- Court: Federal Court of Australia
- Full case name: Silberberg v The Builders Collective of Australia Inc & Buckley
- Decided: 2 October 2007
- Citations: [2007] FCA 1512, (2007) 164 FCR 475

Case history
- Prior action: none
- Subsequent action: none

Court membership
- Judge sitting: Gyles J

Case opinions
- The forum user had unlawfully racially discriminated against Silberberg. The failure of the forum operator to remove the discriminatory postings was not proven to be racially motivated.

= Silberberg v The Builders Collective of Australia Inc =

2007 decision of the Federal Court of Australia

Silberberg v The Builders Collective of Australia Inc, is a 2007 judgment of the Federal Court of Australia, and the first Australian case exploring the liability of Internet forum operators for racial vilification under the Racial Discrimination Act 1975.

== Background ==

The applicant, Dr. Ron Silberberg, was the managing director of the Housing Industry Association Ltd (HIA), a company representing the interests of people involved in the residential building industry. The Builders Collective of Australia Inc (the Collective) was an incorporated association of predominantly small builders and opposes the policies of the Housing Industry Association in many areas. The Builders Collective operated a website containing a discussion forum, which contained confidential information regarding the building of transmitter sites for the Digital Radio Oceane project.

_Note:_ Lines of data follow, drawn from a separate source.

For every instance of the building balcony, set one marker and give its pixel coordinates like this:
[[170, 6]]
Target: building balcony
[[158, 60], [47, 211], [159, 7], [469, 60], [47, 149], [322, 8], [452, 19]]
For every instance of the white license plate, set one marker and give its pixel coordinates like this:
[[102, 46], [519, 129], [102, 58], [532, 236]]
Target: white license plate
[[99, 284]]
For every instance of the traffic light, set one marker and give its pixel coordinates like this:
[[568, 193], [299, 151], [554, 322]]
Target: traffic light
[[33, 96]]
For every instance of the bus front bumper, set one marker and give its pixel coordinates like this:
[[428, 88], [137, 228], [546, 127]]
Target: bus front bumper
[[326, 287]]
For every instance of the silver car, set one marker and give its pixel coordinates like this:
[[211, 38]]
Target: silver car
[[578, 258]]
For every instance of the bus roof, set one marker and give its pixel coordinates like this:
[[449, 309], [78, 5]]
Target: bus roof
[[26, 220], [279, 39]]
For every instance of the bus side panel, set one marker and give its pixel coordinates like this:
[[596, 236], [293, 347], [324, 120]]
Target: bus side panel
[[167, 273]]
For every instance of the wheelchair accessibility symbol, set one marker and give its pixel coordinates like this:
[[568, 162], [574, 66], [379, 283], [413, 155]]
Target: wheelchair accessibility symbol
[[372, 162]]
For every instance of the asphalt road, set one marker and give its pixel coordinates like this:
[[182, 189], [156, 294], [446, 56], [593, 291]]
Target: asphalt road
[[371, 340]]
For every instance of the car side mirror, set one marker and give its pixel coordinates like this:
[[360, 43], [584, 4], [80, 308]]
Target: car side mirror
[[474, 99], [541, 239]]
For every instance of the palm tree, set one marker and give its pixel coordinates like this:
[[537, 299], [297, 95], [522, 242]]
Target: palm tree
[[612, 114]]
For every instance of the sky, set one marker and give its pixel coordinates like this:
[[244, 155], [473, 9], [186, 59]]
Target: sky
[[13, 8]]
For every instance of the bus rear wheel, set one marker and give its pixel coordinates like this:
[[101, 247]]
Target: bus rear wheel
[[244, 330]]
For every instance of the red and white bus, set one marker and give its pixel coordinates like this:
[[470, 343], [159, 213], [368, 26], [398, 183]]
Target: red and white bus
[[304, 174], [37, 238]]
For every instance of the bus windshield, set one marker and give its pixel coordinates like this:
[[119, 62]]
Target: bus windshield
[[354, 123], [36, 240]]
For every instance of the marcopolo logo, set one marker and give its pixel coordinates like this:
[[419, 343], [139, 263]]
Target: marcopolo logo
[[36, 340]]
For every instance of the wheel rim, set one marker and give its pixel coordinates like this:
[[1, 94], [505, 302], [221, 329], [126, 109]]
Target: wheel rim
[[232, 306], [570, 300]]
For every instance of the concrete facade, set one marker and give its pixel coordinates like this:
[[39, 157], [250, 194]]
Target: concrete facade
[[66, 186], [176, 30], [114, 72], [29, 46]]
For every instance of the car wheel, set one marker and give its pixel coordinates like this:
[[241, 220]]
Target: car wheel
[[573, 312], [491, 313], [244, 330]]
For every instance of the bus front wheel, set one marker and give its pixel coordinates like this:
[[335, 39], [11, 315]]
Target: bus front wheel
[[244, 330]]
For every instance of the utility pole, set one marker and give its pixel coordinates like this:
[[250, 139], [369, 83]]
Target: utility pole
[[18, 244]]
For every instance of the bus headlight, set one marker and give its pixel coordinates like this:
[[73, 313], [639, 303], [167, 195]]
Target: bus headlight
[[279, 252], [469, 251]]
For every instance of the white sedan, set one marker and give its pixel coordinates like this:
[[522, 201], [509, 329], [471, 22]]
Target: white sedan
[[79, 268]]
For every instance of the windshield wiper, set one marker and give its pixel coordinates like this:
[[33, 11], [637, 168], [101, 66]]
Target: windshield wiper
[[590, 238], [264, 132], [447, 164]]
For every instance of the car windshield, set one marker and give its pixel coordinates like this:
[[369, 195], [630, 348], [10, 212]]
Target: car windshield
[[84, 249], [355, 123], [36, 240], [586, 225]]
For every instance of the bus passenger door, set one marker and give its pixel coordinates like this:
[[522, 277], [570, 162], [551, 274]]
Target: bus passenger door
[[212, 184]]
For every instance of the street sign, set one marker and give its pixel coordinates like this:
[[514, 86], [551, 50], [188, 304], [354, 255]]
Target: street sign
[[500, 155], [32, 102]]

In May 2005 and January 2006, a registered user of the forum posted messages which suggested that Silberberg's Jewish background was responsible for a perceived unhealthy monetary focus on the part of the HIA. Silberberg complained to the Human Rights and Equal Opportunity Commission and, when that complaint was terminated by the Commission, sued The Builders Collective and the forum user in the Federal Court.

== The judgment ==

Justice Gyles held that the forum postings conveyed the anti-Semitic imputations alleged by Silberberg, and that the forum user (the second respondent) had posted the comments because of Silberberg's Jewish background. He held that the messages were reasonably likely, in all the circumstances, to offend and insult Silberberg or other Jews, and that their posting contravened section 18C of the Racial Discrimination Act 1975 (Cth).

Justice Gyles held that the Collective had knowledge of the presence of one of the offensive postings in the forum (which they had denied), and had failed to remove it. However, there was no evidence that they had failed to remove it because of the Jewish race or ethnicity of Silberberg, as required by the Racial Discrimination Act 1975 (Cth). The case against the Collective was dismissed with Silberberg to pay some of the Collective's costs.